On Mon 15-08-16 12:25:10, Robert Foss wrote:
[...]
On 2016-08-15 09:42 AM, Michal Hocko wrote:
The use case is to speed up monitoring of
memory consumption in environments where RSS isn't precise.
For example Chrome tends to many processes which have hundreds of VMAs
with a substantial amount of shared memory, and the error of using
RSS rather than PSS tends to be very large when looking at overall
memory consumption. PSS isn't kept as a single number that's exported
like RSS, so to calculate PSS means having to parse a very large smaps
file.
This process is slow and has to be repeated for many processes, and we
found that the just act of doing the parsing was taking up a
significant amount of CPU time, so this patch is an attempt to make
that process cheaper.
Well, this is slow because it requires the pte walk otherwise you cannot
know how many ptes map the particular shared page. Your patch
(totmaps_proc_show) does the very same page table walk because in fact
it is unavoidable. So what exactly is the difference except for the
userspace parsing which is quite trivial e.g. my currently running Firefox
has
$ awk '/^[0-9a-f]/{print}' /proc/4950/smaps | wc -l
984
quite some VMAs, yet parsing it spends basically all the time in the kernel...

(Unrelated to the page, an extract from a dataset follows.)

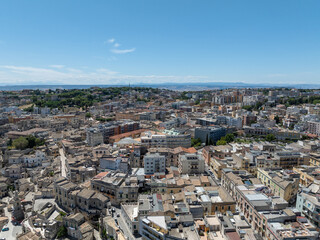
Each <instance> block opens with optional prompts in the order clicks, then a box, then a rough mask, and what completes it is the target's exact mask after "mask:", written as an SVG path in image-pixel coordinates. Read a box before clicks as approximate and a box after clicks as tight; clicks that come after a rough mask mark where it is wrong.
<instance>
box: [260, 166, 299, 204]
mask: <svg viewBox="0 0 320 240" xmlns="http://www.w3.org/2000/svg"><path fill="white" fill-rule="evenodd" d="M257 177H258V179H259V180H260V181H261V182H262V183H263V184H264V185H265V186H267V187H268V188H269V189H271V191H272V193H273V194H274V195H275V196H279V197H281V198H283V199H284V200H286V201H287V202H293V201H295V199H296V196H297V193H298V190H299V182H300V174H299V173H297V172H294V171H292V170H282V169H279V168H273V169H262V168H258V172H257Z"/></svg>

$ /usr/bin/time -v awk '/^Rss/{rss+=$2} /^Pss/{pss+=$2} END {printf "rss:%d pss:%d\n", rss, pss}' /proc/4950/smaps
rss:1112288 pss:1096435
Command being timed: "awk /^Rss/{rss+=$2} /^Pss/{pss+=$2} END {printf "rss:%d pss:%d\n", rss, pss} /proc/4950/smaps"
User time (seconds): 0.00
System time (seconds): 0.02
Percent of CPU this job got: 91%
Elapsed (wall clock) time (h:mm:ss or m:ss): 0:00.02
So I am not really sure I see the performance benefit.